A visual map of the stack: edge static site, Koyeb inference, Infisical secrets, and the sft-wagmi training loop that feeds Wagmi CPU and GPU tiers.
This page is the short stack map with diagrams. For the full story (frugal ops, sovereignty, GDPR, AI Act, economics), see The Web Site is the Demo.
Why this shape? One TypeScript codebase stays portable. Public pages are cheap at the edge. Inference is tiered: a small CPU model for everyone, a large GPU model when authentication makes it worth the cost. Models are trained in our sft-wagmi repo, baked into Docker images, and configured through Infisical so dev, staging, and prod never diverge in secret.
flowchart TB
visitor["Visitor or signed-in user"]
subgraph edge ["Edge and runtime"]
cf["Cloudflare Pages static and API proxy"]

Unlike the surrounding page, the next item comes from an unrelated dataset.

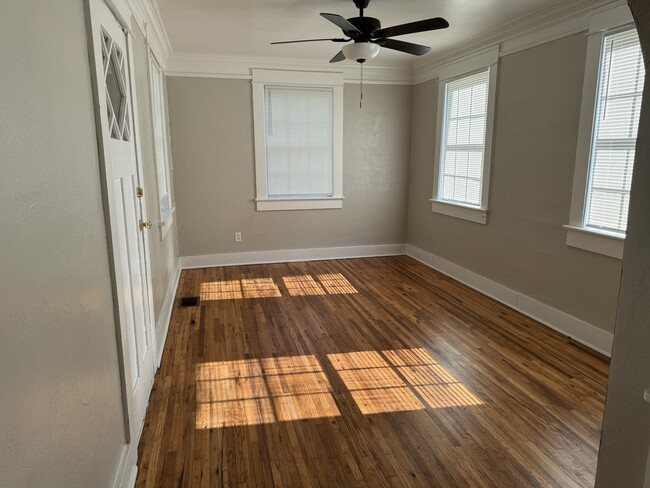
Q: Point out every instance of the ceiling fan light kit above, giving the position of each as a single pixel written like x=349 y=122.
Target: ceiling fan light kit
x=361 y=51
x=368 y=36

web["Koyeb web: Next.js plus CPU llama-server"]
gpu_svc["Koyeb GPU: wagmi-sft-14b scale-to-zero"]
end
subgraph app ["Application"]
ui["React 19, Assistant UI, next-intl"]
api["API routes: chat, auth, health"]
end
subgraph data ["Data and configuration"]
inf["Infisical secrets"]
pg[("PostgreSQL via Drizzle")]
sb["Supabase email OTP"]
end
subgraph factory ["Model factory sft-wagmi"]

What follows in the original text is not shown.